Kita hidup dalam dunia dengan kontras ekstrem: satu sisi membekukan tubuh demi masa depan, sisi lain bahkan belum bisa membekukan daging di lemari es karena tak sanggup beli listrik. Ini bukan soal salah atau benar. Ini soal kesenjangan eksistensial.
Sebagian orang berharap anak mereka sekolah tinggi. Sebagian orang berharap suatu hari nanti bisa hidup kembali dan menyaksikan abad ke-22. Dunia ini absurd. Tapi nyata.
Apa yang Dikejar: Hidup, Kekekalan, atau Kendali?
“Mereka tidak takut mati. Mereka takut kehilangan kendali.”
Cryonics bukan hanya tentang hidup abadi. Ini tentang menunda kematian sampai mereka punya kendali penuh atasnya. Uang memberi pilihan. Dan di dunia ini, pilihan adalah kemewahan terbesar. Bahkan setelah mati.
Karena saat kita takut gagal, mereka takut mati. Saat kita ingin beli rumah, mereka ingin beli kesempatan kedua untuk hidup.
Kalau Mereka Bisa Hidup Lagi, Apa yang Akan Mereka Lakukan?
“Apa gunanya hidup dua kali, kalau hidup pertama saja belum selesai dijalani dengan baik?”
Pertanyaan menarik: andai seseorang dibekukan hari ini, lalu 200 tahun kemudian dihidupkan kembali, apa yang tersisa? Dunia sudah berubah. Orang-orang tercinta sudah tiada. Budaya berubah. Bahasa mungkin berubah. Kamu hidup, tapi tak punya tempat lagi.
Dan jika semua yang kamu kejar hanya hidup abadi, apa arti hidup itu sendiri?
Apa yang Bisa Kita Pelajari dari Ini Semua?
“Jangan iri pada yang ingin hidup abadi. Pelajari bagaimana mereka menghargai waktu.”

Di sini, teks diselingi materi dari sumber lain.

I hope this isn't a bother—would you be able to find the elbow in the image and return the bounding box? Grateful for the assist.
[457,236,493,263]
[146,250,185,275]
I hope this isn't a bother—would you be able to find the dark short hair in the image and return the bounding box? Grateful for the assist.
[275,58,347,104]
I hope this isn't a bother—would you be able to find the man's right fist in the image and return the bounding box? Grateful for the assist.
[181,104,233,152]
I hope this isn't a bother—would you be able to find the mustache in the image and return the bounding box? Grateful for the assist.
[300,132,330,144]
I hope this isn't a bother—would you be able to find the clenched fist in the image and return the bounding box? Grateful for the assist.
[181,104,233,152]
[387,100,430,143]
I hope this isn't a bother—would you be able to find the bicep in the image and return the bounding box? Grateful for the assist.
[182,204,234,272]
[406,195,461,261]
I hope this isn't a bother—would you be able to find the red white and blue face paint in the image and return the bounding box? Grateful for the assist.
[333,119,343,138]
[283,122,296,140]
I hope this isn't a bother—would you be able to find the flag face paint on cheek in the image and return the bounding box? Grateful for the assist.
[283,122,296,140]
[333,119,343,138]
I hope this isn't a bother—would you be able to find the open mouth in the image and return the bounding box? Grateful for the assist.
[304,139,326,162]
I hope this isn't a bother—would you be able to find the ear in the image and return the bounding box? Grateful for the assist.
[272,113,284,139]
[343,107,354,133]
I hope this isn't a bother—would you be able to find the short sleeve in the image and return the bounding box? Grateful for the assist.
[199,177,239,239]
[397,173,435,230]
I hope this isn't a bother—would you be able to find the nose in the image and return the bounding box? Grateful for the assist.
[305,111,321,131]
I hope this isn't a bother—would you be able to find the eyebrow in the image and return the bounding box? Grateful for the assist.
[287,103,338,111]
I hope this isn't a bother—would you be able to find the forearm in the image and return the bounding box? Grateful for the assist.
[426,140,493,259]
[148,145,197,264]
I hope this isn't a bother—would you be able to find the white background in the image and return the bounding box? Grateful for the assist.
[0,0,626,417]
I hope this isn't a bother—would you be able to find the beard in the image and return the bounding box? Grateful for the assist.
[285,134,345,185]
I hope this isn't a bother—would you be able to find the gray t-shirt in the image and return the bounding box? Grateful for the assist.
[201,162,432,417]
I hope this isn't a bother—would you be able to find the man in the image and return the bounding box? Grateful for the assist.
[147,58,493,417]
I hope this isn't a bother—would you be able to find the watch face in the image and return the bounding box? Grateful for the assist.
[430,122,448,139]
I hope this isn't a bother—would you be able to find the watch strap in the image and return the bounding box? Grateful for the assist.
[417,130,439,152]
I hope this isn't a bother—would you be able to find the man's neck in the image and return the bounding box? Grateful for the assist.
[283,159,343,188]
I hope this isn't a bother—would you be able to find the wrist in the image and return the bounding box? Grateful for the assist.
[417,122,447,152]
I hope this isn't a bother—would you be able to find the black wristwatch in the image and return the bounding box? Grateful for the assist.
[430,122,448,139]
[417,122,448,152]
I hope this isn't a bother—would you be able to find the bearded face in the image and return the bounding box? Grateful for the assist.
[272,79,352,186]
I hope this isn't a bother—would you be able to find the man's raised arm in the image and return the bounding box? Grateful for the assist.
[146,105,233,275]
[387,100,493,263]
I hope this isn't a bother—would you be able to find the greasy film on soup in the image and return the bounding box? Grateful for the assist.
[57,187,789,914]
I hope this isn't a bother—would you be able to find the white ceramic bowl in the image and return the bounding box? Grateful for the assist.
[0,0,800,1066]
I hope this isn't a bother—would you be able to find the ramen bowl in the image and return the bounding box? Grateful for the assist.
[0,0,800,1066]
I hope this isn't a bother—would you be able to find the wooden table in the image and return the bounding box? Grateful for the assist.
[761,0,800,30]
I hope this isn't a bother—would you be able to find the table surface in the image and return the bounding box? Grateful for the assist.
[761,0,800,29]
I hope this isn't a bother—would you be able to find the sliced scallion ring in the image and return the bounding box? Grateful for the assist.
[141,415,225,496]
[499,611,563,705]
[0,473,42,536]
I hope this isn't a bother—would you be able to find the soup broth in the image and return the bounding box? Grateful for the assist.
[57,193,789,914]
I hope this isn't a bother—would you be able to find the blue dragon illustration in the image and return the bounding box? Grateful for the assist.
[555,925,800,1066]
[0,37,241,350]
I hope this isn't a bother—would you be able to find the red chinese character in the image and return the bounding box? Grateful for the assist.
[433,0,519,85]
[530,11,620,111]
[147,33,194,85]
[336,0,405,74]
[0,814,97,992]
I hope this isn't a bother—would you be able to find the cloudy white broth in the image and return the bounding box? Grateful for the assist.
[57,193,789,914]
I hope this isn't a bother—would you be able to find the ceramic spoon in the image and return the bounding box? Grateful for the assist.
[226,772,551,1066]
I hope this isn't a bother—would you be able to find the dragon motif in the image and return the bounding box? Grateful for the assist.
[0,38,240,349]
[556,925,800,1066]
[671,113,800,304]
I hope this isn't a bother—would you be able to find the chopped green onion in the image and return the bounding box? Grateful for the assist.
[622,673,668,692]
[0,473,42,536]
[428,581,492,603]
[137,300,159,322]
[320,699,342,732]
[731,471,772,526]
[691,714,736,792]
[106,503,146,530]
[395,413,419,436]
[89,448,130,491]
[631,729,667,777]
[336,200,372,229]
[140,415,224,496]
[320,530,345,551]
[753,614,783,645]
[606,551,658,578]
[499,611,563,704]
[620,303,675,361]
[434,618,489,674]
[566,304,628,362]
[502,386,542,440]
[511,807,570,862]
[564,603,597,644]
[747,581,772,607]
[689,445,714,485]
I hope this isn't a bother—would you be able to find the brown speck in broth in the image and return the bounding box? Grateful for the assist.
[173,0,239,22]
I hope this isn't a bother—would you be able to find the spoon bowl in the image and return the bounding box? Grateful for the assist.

Cryonics mungkin terasa gila. Tapi satu hal yang bisa kita petik: waktu adalah aset terbesar. Orang kaya rela bayar miliaran untuk menundanya. Kita, yang hidup di sini dan sekarang, punya waktu gratis — tapi sering menyia-nyiakannya.
Mereka bertaruh pada masa depan. Kita sering kalah di masa kini.

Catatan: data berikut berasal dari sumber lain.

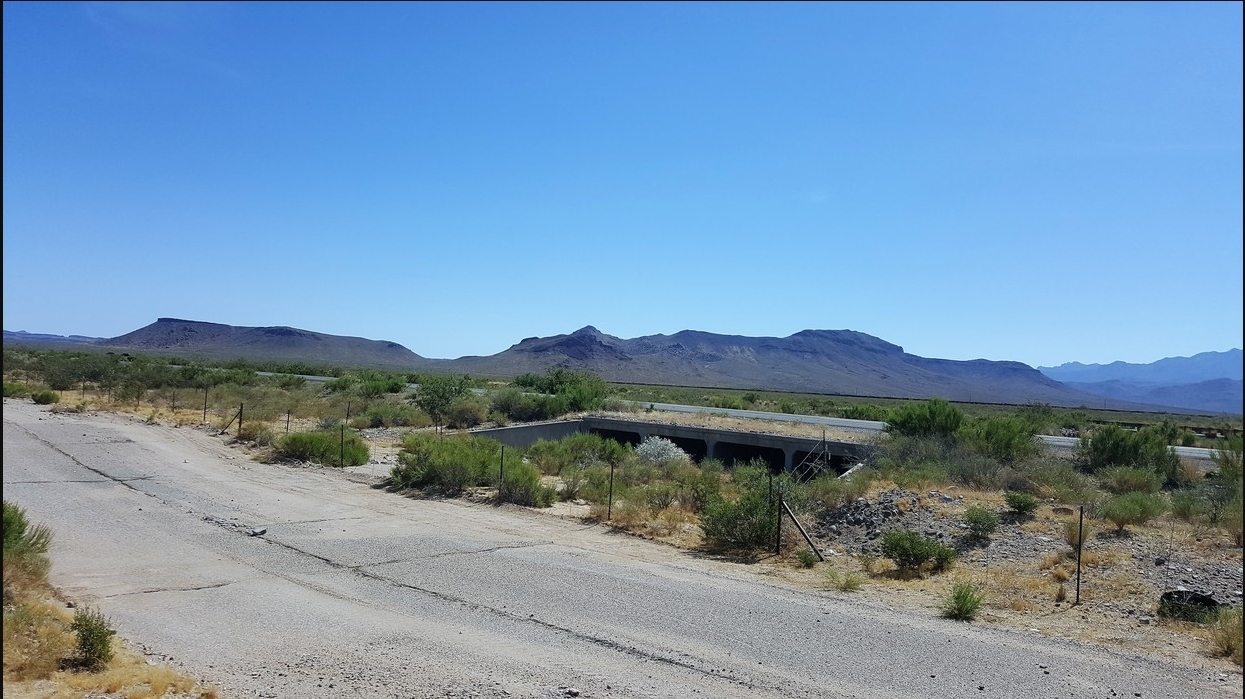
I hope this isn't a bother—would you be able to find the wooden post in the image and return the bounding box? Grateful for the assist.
[1072,505,1086,604]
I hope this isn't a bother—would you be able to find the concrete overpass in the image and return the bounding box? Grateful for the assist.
[472,417,868,473]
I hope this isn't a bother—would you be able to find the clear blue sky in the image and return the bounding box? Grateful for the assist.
[4,2,1243,366]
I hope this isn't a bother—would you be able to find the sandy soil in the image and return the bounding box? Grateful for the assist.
[5,401,1241,697]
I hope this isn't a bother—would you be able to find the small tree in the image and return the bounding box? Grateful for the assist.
[886,397,964,439]
[1099,491,1167,535]
[964,507,998,540]
[411,374,469,432]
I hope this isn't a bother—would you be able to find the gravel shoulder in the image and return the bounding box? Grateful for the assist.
[4,400,1241,697]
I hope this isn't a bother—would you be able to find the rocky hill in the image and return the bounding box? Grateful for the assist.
[1038,349,1245,415]
[5,318,1225,411]
[92,318,435,370]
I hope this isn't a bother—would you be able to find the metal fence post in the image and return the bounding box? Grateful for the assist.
[1072,505,1086,604]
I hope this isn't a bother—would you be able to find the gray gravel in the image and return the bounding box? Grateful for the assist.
[4,400,1241,698]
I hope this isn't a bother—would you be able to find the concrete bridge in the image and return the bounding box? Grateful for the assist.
[472,417,868,473]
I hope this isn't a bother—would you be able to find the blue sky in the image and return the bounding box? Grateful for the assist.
[4,1,1243,366]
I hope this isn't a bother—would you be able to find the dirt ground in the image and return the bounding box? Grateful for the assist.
[12,398,1241,697]
[272,411,1243,673]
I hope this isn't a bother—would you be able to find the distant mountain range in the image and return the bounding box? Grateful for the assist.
[4,318,1241,415]
[1038,349,1245,415]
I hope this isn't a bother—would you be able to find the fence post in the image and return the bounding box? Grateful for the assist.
[605,461,614,522]
[774,482,782,556]
[1072,505,1086,606]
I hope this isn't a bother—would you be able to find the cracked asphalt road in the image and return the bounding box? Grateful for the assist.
[4,400,1241,698]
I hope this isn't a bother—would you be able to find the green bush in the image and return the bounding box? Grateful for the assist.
[886,397,964,439]
[1078,425,1180,485]
[1170,490,1210,522]
[960,417,1042,464]
[796,548,818,568]
[4,500,52,604]
[30,390,61,405]
[4,381,30,397]
[390,434,500,495]
[497,464,558,507]
[671,460,722,512]
[1098,491,1167,533]
[881,530,956,576]
[701,487,778,549]
[275,430,371,466]
[1003,491,1037,517]
[70,607,117,670]
[964,507,998,538]
[942,583,984,622]
[446,395,488,430]
[825,568,864,592]
[838,402,889,422]
[1098,466,1163,495]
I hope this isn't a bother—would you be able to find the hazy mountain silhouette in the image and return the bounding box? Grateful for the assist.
[4,318,1240,414]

Hidup Sekarang atau Nanti?
“Kalau kamu tak bisa hidup sepenuhnya sekarang, kamu tak akan bisa menikmatinya nanti.”
Mereka berharap teknologi akan menyelamatkan mereka. Kita berharap besok lebih baik dari hari ini. Tapi esensi sama: kita semua ingin hidup. Lebih lama. Lebih penuh. Lebih bermakna.

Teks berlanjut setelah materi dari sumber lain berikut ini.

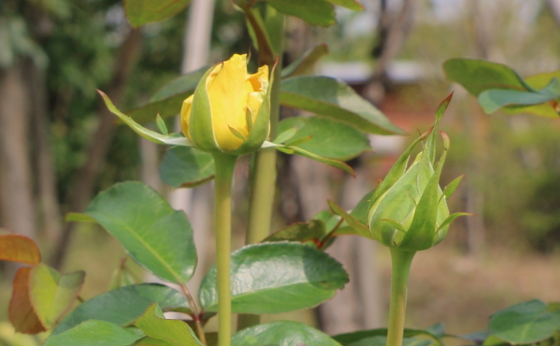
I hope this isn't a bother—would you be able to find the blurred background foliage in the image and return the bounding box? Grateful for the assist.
[0,0,560,345]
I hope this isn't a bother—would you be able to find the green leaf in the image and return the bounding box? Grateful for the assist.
[262,220,327,243]
[124,0,191,28]
[280,76,404,135]
[43,320,144,346]
[125,66,210,124]
[444,59,560,118]
[64,213,97,223]
[29,263,86,329]
[478,79,560,114]
[327,0,365,11]
[97,90,192,147]
[199,243,348,314]
[443,175,465,199]
[52,284,190,335]
[489,299,560,344]
[159,147,215,188]
[134,337,173,346]
[457,330,490,345]
[282,43,330,78]
[279,117,371,161]
[231,321,340,346]
[0,234,41,265]
[266,0,336,26]
[134,303,202,346]
[332,328,443,346]
[329,201,372,239]
[443,58,529,96]
[284,146,356,177]
[85,182,197,284]
[482,335,510,346]
[156,113,169,136]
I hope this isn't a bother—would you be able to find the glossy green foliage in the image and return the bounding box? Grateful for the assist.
[231,321,340,346]
[490,300,560,344]
[279,117,371,161]
[52,284,190,335]
[134,304,202,346]
[81,182,197,284]
[98,90,192,146]
[443,58,560,118]
[199,242,348,314]
[159,147,215,188]
[29,263,86,329]
[124,0,191,27]
[44,320,144,346]
[280,76,403,135]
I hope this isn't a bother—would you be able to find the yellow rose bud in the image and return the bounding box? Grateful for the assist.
[181,54,270,154]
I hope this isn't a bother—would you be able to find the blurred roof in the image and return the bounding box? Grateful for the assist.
[317,60,428,84]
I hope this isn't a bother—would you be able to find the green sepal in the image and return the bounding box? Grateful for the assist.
[156,113,169,136]
[228,125,247,141]
[189,65,221,153]
[424,92,453,165]
[437,213,473,232]
[274,127,297,144]
[97,90,193,147]
[368,153,426,248]
[443,174,465,199]
[379,219,406,233]
[286,136,313,146]
[370,136,425,206]
[328,201,372,239]
[398,133,449,251]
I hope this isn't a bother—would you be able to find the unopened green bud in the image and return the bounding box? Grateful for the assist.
[368,95,465,251]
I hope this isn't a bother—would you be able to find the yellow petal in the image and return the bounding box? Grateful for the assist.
[206,54,254,151]
[247,91,263,124]
[249,65,268,93]
[180,95,194,139]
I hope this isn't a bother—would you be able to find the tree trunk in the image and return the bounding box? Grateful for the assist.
[27,63,62,246]
[52,29,141,269]
[0,63,37,238]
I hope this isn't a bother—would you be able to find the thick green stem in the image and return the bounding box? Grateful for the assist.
[387,249,416,346]
[214,154,237,346]
[237,6,284,330]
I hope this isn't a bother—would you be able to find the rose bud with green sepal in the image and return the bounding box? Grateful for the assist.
[181,54,272,155]
[368,95,468,252]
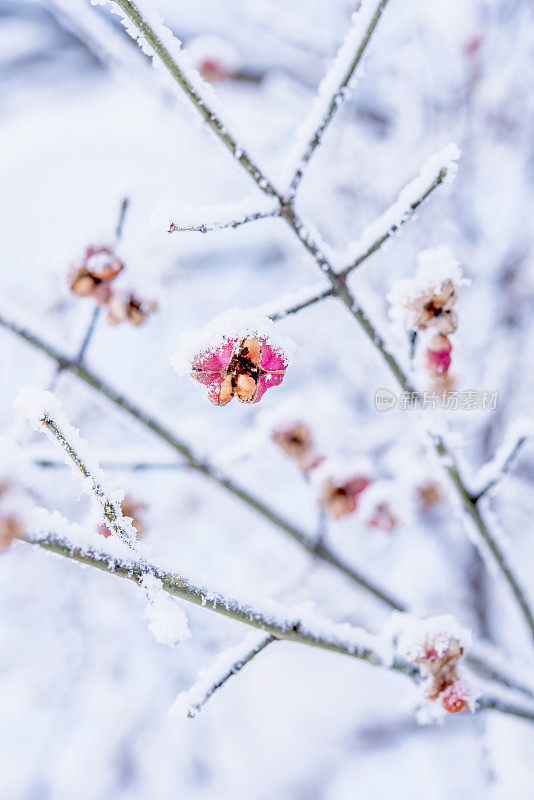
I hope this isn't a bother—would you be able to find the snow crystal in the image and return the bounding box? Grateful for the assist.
[171,308,295,375]
[474,416,534,494]
[139,575,191,647]
[14,385,136,544]
[169,631,269,719]
[336,143,460,269]
[387,245,471,327]
[150,194,279,232]
[283,0,390,189]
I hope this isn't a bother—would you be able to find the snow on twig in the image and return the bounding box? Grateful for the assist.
[474,417,534,499]
[336,143,460,273]
[91,0,278,196]
[150,195,280,233]
[283,0,388,193]
[169,633,276,719]
[15,386,136,547]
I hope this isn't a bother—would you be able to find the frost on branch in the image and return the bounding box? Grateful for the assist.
[169,632,271,719]
[313,459,371,520]
[389,612,478,724]
[15,385,136,546]
[474,416,534,495]
[187,36,239,83]
[139,575,191,647]
[150,193,280,233]
[171,310,292,406]
[335,143,460,269]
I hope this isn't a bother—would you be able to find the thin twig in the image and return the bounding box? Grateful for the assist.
[29,534,534,722]
[168,210,280,233]
[0,314,533,696]
[102,0,534,639]
[169,634,277,719]
[0,314,404,611]
[290,0,388,195]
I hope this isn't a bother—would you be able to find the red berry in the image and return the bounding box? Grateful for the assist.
[441,684,468,714]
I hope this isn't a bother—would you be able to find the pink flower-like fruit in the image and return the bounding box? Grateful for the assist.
[70,245,124,303]
[191,336,287,406]
[426,333,452,377]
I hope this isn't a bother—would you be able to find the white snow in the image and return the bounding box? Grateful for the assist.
[14,384,137,545]
[335,143,460,269]
[150,193,279,232]
[139,575,191,647]
[169,631,268,719]
[171,308,295,376]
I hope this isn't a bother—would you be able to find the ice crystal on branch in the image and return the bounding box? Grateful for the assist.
[171,311,291,406]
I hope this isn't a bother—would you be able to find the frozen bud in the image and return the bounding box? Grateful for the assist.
[70,246,124,303]
[425,333,452,377]
[98,494,146,539]
[191,336,287,406]
[415,480,443,511]
[388,247,468,334]
[106,292,158,326]
[319,475,370,519]
[439,681,470,714]
[187,36,239,83]
[366,503,398,533]
[272,422,323,472]
[0,514,24,553]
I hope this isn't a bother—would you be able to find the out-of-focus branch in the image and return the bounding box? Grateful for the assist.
[24,534,534,722]
[0,314,404,611]
[169,634,276,719]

Hidup bukan soal berapa lama kita eksis, tapi seberapa penuh kita menjalani yang ada.
Penutup: Kita Tidak Butuh Dibekukan untuk Hidup Dua Kali
“Hidup kedua bukan soal cryonics. Tapi soal perubahan.”
Setiap kali kita bangun dan memilih untuk berubah, bertumbuh, dan menebus hari kemarin, kita sedang memulai hidup kedua kita — tanpa nitrogen cair, tanpa membayar jutaan rupiah, tanpa berharap masa depan akan menyelamatkan kita.
Kita tak bisa membeli waktu kembali. Tapi kita bisa membeli kesadaran hari ini.
Jadi, pertanyaannya bukan: “Apakah kamu mau hidup dua kali?”
“Apakah kamu sudah hidup sepenuhnya hari ini?”